The College Board revised its new Advanced Placement course after Florida governor Ron DeSantis (R.) criticized the curriculum for having woke and inaccurate content.
The College Board released Wednesday the official curriculum for its new high school course in African-American studies, stripped of the controversial critical race theory, "queer experience," and "Black feminism" subject matter that DeSantis slammed earlier this month, the New York Times reported. In a Jan. 12 letter to the College Board, the DeSantis administration rejected the draft curriculum, saying it is "inexplicably contrary to Florida law and significantly lacks educational value."

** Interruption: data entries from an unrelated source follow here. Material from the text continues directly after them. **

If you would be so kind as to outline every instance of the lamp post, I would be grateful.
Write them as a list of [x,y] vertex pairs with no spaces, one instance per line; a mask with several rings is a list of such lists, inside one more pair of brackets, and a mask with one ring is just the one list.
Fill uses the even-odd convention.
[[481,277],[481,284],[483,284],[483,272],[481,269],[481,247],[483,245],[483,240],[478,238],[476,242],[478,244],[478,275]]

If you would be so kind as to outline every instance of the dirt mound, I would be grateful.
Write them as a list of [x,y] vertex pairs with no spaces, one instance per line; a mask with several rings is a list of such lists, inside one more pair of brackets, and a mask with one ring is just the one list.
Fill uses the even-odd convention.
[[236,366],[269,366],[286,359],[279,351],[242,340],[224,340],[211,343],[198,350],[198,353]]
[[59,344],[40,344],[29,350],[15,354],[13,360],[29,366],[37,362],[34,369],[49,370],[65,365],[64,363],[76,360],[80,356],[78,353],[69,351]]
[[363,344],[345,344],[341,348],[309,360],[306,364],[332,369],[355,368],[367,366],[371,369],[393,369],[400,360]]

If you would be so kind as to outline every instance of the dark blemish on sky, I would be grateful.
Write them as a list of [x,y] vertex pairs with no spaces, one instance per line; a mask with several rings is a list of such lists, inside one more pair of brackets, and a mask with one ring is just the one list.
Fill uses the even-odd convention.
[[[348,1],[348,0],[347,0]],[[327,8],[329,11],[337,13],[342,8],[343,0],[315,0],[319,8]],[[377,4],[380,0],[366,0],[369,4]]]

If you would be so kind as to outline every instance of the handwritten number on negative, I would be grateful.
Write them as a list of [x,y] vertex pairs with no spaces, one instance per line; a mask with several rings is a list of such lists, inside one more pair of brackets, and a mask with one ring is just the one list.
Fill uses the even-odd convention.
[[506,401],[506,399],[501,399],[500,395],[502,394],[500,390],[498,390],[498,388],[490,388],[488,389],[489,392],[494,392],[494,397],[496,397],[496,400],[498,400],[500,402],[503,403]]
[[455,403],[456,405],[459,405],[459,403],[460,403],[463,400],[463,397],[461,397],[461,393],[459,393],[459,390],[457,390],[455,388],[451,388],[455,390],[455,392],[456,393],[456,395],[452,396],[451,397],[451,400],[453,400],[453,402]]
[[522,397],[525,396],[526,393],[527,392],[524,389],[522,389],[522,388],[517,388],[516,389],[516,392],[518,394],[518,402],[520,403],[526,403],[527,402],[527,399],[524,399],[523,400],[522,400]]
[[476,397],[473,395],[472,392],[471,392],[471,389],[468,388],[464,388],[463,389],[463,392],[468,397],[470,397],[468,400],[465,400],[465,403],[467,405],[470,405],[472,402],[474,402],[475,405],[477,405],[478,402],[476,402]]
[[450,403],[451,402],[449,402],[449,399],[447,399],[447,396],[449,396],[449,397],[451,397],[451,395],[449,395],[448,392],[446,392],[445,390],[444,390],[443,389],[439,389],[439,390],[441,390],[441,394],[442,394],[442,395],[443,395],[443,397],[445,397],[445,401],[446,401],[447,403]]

"In the future, should College Board be willing to come back to the table with lawful, historically accurate content, [the Florida Department of Education] will always be willing to reopen the discussion," the letter stated.
The revised curriculum removed the topic of Black Lives Matter as well as other CRT sources, the Times reports:
The College Board purged the names of many Black writers and scholars associated with critical race theory, the queer experience and Black feminism. It ushered out some politically fraught topics, like Black Lives Matter, from the formal curriculum.
And it added something new: "Black conservatism" is now offered as an idea for a research project.
David Coleman, the head of the College Board, defended the revisions, saying they were for "pedagogical reasons, not to bow to political pressure."